# Giant XTC Composite 2006



## kfinlay (24 Jul 2010)

My mate has one so these and it's not been used much except on roads and some light trails so all very good condition, maybe the odd like scratch or mark but that's it. He's looking to sell it and I'm thinking about buying it for my son. Now being mainly a roadie I'm not sure how much it's worth. He's not sure of a price and and I'm not sure how much to offer. It's all standard and found some info on spec etc at:
http://www.roadcyclinguk.com/reviews/bikes/cyclocross-bikes/giant-xtc-composite-bike/30669.html 
Can you guys help pls? 


TIA


----------



## Cubist (24 Jul 2010)

Hmmm, tough one this. In 2006 this bike was £1250. It was a carbon frame with alu seatpost etc, but some of the componentry is pretty naff by today's standards. (brakes, fork etc)

Having said that it is a lightweight XC frame and would be very upgradable.

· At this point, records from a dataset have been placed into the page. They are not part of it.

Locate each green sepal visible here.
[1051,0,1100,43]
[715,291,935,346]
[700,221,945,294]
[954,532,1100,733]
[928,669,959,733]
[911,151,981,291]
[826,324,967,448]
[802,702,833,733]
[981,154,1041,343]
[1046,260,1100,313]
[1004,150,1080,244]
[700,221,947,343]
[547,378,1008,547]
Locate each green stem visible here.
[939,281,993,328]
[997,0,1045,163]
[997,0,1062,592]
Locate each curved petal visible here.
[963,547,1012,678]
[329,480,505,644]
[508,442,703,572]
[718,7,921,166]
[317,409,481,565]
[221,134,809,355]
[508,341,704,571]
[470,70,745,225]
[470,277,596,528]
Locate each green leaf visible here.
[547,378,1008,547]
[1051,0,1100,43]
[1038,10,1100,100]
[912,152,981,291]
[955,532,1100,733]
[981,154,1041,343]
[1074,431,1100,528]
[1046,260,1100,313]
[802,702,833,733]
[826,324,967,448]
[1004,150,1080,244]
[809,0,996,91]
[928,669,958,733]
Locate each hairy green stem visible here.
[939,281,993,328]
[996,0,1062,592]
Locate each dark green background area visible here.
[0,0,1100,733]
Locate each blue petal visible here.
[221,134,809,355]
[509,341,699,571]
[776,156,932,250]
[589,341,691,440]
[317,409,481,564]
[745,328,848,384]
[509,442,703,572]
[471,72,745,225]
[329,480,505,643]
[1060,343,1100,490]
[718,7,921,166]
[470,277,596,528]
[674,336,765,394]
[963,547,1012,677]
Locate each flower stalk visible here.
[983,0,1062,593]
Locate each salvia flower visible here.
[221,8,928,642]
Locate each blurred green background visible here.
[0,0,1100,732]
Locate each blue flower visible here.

I'd be tempted to offer about £250 to £350 for it.


----------



## Muddyfox (25 Jul 2010)

Theres a 2008 model on Bikeradar for £300 at the moment 

Simon 

(Edit) forgot to add Clicky Bit


----------



## kfinlay (25 Jul 2010)

Muddyfox said:


> Theres a 2008 model on Bikeradar for £300 at the moment
> 
> Simon
> 
> (Edit) forgot to add Clicky Bit



Click no work mate - i had a look and a search but couldn't find it - did get some other info. I've offered him £300 and he's thinking about it. Someone offered him £450 last year but it's been used a bit since then. I'm not trying to take the michael but can only offer what I can afford.

cheers for trying


----------



## Muddyfox (25 Jul 2010)

kfinlay said:


> Click no work mate -



It looks like one of the moderators has removed the thread ... it was there this morning 

Simon


----------